When executing the payload cycle, at some point 1000 instructions ( sample_interval ) will be executed. According to the perf_event_open manpage , this causes an overflow, which then decreases the internal counter. As soon as this counter reaches zero, "a signal is sent of type POLL_HUP, and the main event is disabled."
When a signal is sent, the control thread of the current process / thread stops and the signal handler is executed. Scenario:
- 1000 instructions completed.
- The event is automatically disabled and a signal is sent.
- The signal is immediately delivered , the process control flow stops and the signal handler is executed.
This scenario will mean two things:
- The final sum of instructions counted will always be equal for an example that does not use signals at all.
- An instruction pointer that was stored for the signal handler (and can be accessed via
ucontext ) will directly point to the instruction that caused the overflow.
In principle, we can say that the signal behavior can be considered as synchronous .
This is the perfect semantics for what I want to achieve.
However, as far as I know, the configured signal is usually quite asynchronous, and it may take some time until it is delivered and the signal handler is executed. This can create a problem for me.
For example, consider the following scenario:
- 1000 instructions completed.
- The event is automatically disabled and a signal is sent.

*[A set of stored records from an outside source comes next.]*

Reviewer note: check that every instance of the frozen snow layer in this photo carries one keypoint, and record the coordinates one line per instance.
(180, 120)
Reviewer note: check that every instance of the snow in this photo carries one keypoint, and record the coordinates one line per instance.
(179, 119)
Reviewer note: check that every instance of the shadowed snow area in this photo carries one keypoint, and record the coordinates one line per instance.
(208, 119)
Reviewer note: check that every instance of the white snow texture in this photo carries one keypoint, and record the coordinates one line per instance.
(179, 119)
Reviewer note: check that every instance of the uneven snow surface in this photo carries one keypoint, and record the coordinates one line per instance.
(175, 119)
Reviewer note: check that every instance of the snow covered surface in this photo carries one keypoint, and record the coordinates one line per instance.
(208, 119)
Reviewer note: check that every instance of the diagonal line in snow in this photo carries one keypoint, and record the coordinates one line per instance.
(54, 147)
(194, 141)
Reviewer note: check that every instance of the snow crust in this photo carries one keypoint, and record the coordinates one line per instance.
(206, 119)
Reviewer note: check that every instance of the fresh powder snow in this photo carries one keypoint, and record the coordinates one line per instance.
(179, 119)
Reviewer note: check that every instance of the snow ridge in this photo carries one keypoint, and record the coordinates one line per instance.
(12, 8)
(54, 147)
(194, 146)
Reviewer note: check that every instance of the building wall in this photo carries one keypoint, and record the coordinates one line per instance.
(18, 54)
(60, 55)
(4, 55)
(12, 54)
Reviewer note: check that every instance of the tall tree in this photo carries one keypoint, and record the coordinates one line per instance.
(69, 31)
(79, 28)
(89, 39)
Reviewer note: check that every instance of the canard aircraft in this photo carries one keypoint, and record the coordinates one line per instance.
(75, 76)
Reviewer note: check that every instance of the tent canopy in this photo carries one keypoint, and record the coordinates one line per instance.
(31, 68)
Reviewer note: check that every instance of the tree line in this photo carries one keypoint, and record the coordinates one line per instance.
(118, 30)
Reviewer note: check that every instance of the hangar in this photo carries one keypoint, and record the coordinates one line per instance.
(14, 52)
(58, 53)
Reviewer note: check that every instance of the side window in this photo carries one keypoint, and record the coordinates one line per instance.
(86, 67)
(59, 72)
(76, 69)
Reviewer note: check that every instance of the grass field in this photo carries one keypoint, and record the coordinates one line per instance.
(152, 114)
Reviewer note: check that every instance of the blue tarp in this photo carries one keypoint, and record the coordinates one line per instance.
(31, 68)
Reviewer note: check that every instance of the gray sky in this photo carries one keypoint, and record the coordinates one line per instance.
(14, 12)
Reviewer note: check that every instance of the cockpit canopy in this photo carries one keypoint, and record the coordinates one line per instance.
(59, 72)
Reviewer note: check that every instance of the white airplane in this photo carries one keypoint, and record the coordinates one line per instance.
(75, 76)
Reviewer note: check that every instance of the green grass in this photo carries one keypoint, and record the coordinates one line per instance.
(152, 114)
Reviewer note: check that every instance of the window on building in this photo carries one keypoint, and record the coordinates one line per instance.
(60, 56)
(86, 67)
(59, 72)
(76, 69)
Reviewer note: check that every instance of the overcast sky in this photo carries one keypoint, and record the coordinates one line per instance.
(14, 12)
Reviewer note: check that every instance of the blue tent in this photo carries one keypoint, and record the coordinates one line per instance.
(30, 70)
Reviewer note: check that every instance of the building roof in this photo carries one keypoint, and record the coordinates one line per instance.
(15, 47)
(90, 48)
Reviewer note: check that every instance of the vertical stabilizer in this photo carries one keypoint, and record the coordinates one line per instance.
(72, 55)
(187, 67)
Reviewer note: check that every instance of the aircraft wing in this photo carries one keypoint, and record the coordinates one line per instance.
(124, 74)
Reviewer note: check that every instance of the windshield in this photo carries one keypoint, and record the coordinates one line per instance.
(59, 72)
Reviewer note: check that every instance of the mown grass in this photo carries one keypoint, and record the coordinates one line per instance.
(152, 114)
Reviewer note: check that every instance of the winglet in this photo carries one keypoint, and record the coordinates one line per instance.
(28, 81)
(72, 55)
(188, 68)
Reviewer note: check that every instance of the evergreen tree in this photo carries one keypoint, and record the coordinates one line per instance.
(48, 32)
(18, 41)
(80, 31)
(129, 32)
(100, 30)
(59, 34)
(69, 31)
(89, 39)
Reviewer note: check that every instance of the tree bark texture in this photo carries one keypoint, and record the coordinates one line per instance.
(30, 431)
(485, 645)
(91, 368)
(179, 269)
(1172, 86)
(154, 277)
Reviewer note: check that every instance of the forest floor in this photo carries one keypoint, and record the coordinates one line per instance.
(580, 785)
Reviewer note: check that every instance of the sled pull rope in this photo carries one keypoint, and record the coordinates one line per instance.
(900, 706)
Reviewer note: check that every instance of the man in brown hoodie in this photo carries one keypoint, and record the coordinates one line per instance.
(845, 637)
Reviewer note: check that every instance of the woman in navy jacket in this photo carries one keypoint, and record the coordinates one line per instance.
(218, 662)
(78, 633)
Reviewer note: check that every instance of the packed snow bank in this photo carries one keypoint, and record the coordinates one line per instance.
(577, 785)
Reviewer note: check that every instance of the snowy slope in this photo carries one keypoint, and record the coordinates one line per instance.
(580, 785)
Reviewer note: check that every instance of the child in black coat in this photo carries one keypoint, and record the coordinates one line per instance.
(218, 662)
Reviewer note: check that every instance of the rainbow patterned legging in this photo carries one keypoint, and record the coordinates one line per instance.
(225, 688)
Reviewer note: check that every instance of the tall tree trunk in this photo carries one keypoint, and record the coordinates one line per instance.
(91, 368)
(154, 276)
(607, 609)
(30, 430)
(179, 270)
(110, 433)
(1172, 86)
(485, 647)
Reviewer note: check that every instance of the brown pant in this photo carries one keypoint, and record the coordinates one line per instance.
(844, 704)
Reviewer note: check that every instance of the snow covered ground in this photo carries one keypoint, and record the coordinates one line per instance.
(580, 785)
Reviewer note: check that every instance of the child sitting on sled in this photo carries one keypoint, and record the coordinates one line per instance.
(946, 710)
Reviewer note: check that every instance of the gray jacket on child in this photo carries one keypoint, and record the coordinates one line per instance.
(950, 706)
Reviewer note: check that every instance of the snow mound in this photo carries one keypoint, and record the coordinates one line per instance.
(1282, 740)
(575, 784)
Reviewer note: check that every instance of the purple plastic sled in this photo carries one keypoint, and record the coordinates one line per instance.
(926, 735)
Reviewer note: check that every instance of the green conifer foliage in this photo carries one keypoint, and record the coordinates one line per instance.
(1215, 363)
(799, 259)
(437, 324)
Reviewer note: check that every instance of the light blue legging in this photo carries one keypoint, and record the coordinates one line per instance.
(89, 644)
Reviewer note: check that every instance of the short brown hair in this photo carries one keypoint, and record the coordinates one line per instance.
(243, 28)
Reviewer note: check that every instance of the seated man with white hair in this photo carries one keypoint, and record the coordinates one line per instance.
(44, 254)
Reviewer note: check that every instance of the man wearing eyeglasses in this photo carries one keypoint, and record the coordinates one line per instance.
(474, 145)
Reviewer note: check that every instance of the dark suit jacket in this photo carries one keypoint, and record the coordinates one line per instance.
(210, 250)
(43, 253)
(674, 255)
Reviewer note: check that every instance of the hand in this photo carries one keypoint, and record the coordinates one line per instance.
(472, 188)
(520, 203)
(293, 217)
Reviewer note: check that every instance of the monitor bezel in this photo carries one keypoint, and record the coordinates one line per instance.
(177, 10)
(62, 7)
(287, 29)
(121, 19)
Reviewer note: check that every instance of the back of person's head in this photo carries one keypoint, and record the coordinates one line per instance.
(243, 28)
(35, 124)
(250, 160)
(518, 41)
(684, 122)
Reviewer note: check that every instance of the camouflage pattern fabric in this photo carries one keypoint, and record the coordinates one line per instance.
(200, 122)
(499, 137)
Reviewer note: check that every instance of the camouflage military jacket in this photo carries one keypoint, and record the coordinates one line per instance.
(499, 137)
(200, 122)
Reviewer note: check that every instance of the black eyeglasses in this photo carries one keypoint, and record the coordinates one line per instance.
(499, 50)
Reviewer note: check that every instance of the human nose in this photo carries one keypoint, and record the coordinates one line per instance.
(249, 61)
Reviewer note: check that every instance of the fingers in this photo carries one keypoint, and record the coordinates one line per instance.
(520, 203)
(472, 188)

- Other instructions are passed
- The signal is delivered, the process control flow stops and the signal handler is executed.
This scenario will mean two things:
- The final amount of instructions counted will be less than an example that does not use signals at all.
- The instruction pointer that was stored for the signal handler will indicate the instructions that caused the overflow or any after .
So far, I have tested the above example, and have not followed the missing instructions that would support the first scenario.
However, I would really like to know if I can rely on this assumption or not. What happens in the core?